A little scouting around the Westminster village is informative, too. When I visited the Department of Transport’s offices on Victoria Street at 3 p.m. on the last working day of the week, the atmosphere was funereal. Two bored-looking guards sat staring at the front desk. ‘Life is always less busy on Friday,’ said one, philosophically.
Earlier, around lunchtime, outside the Department for International Development, a group of girls could be seen sneaking away from their office with weekend bags. It’s possible that they were heading off on a fact-finding tour of Dhaka, but the size of the luggage suggested Devon or Cornwall. Helping the world’s poor is vital, but it’s not quite as vital as beating the nine-to-five hoi polloi to the West Country.
Cynics might encourage such absenteeism. The less these bureaucrats work, the less they can interfere with our lives and waste our money. But then why then do we need them at all? If Westminster staff can still get away with slogging for four fifths of a working week, can’t this ‘radical’ austerity government cut a little more from itself — possibly by another fifth?
The Friday phenomenon extends to all areas of government. ‘They are definitely not like any other day,’ confirms a worker in the Ministry of Defence. ‘Ninety per cent of the time, the ministers have gone back to their constituencies. So with no one to take decisions, the people in their offices mostly laze around and eat chip butties. Most military staff in London go back to the shires and their wives at the weekends. So by Friday lunchtime they have already sloped off.’
For civil servants, it seems, the normal rules of working life don’t apply. As highly qualified officers of the state, the higher ranks are entitled to work from home pretty much any day they like. It’s no surprise that the most popular day for this is the one just before the weekend. And as if that weren’t enough, civil servants have special ‘privilege days’, which are, as one disgruntled adviser puts it, ‘little bonus holidays just to thank them for being so frickin’ amazing’. It’s a wonder, really, that anything in government ever gets done.
It takes a crisis to sting a government department into action on a Friday. That doesn’t mean a realisation that billions of pounds are being wasted, but that the weekend newspapers might have a story that will make the bureaucrats look bad. For many senior civil servants, though, even the prospect of humiliation in the press is not a sufficient spur. ‘Their work culture is completely screwed,’ says another insider. ‘The only thing that matters is their reputation within the department. They can do something totally shambolic and horrendous and not bat an eyelid. But if you don’t include them in an email, or if you invite their deputy to a meeting which they feel they should have attended, all hell breaks loose.’
Westminster’s poets culture is, of course, a symptom of a national malaise. The British increasingly don’t expect — or are not expected — to work on Fridays any more. Visit any city on a Friday afternoon in summer: the parks are full and the pubs heaving. We scoff at Europeans for their long official holidays and siestas. But are we better? Many small businesses operate ‘summer working hours’, which means that everyone is satisfied with at most a four-and-a-half-day week.

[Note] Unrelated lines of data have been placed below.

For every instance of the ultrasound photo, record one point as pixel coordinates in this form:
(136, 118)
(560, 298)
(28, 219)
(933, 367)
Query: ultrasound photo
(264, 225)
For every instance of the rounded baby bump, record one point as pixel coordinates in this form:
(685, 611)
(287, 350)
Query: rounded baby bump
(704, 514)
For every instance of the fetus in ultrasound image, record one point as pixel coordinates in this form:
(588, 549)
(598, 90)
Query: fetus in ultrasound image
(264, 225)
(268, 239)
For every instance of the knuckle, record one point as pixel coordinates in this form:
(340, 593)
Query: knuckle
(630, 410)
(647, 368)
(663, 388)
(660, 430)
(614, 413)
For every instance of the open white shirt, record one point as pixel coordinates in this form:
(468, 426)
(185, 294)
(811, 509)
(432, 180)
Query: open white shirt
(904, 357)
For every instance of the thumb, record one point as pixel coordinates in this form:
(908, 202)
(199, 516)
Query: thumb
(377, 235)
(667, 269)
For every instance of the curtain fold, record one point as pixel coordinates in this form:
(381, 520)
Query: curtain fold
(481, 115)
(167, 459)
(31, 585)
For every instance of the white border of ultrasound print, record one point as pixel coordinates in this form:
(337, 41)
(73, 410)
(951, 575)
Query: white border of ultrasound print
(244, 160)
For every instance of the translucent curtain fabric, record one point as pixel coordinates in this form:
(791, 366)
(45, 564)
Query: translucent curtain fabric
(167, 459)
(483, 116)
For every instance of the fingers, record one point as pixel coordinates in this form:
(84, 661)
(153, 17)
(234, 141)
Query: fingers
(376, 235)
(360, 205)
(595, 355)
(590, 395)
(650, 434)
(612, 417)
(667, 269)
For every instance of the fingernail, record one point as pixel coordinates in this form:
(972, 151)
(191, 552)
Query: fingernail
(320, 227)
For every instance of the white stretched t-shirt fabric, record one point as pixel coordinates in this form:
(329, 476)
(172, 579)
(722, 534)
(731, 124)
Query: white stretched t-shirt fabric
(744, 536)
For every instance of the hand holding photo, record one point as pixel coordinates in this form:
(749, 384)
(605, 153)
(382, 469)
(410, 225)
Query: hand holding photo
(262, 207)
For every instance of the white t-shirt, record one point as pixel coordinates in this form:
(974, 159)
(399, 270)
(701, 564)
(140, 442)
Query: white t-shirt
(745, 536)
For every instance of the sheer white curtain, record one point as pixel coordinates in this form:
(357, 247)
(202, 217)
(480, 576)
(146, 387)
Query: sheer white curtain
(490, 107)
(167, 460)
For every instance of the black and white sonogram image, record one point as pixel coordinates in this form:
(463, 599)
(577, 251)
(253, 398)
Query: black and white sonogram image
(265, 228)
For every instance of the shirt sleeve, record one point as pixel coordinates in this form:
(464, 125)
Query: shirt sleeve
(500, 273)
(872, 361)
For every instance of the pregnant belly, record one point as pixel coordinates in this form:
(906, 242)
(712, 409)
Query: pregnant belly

Recession, and the fear of joblessness, might have been expected to halt this drift towards longer and longer weekends. In fact, the reverse ethic seems true. Capitalism isn’t working, people think, so neither will we.
The government should be trying to stop the trend — and they say they are. The Department for Work and Pensions now runs seminars to teach the public about the value of hard work. But if the people who run the country can’t manage a five-day week, why should the rest of us bother?